エリーは頬を上気させ、お食事を用意するよう言ってまいりますわと部屋を退出してしまった。
「…お前は、ミレーネは俺とこれからもずっと一緒に食事をするつもりなのか」
「え。だって、夫婦になるんだから普通…」
「まただ。またお前は話を聞いていないな。リコリスでは例え夫婦であろうが別に食事をする。俺はそう言ったはずだ」
「それは聞いたけど、でも、そうしたらわたしは誰にマナーを教えてもらえばいいの。ヴィルに聞くつもりでいたのに」
「何だと。俺に聞くつもりだったのか。侍女ではなく」
「カヤラン国のエリーよりリコリス国のヴィルに聞いたほうがいいと思ったんだけど、…ヴィルが言うように夫婦で別にご飯食べるのが普通なら従うわ。でも…もし最初からひとりで食べるつもりだったなら、ヴィルはなんでこの部屋に来たの。することが思いつかなかったって言ってたけど、ここに来るのは別にご飯食べた後でも良かったじゃない」
エリーに言ってヴィルの分は片づけてもらわなきゃいけないなと残念に思う。
恋を知りたいと言われても、彼がこんな調子なら絶対に無理だ。
少しは歩み寄ってもらわなければ、宮子としてもどうしたらいいかわからない。
ヴィルは宮子の物言いが気に障ったのか、眉間に皺を深く刻んだまま無言だ。
沈黙を守っているとやがて食器と食器がぶつかる音がして、エリーが数人を従えて戻って来た。
ヴィルと宮子の食事が到着したらしい。
ヴィルはわたしとは食べないからと言おうとした瞬間、ヴィルがそれを遮った。
「そこのテーブルに運んでくれ」
「え」
驚いてヴィルをまじまじ見れば、機嫌悪そうに顔をそらされた。
けど、耳が赤い。
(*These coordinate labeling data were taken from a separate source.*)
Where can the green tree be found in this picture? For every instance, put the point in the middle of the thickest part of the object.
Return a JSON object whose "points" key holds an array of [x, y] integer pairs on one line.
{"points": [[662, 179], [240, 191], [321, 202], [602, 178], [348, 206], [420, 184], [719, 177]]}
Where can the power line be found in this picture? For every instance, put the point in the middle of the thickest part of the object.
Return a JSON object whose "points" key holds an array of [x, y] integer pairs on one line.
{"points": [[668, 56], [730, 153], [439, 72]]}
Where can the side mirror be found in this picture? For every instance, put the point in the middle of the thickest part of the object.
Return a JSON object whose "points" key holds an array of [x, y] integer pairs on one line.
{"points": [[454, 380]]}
王様が照れて、いる?
怒っているわけではなさそうだ。
「ヴィル」
「ミレーネ、俺はお前と食事を共にしたくなった。俺の指導は厳しいぞ。後悔はするなよ」
すたすたと先に席についてしまった国王の後を追いかけて、宮子も大人しく席におさまった。
なんだろう、ちょっとうれしいかも。
楽しい気分で配膳を見て宮子は思わず、あ、と声を上げた。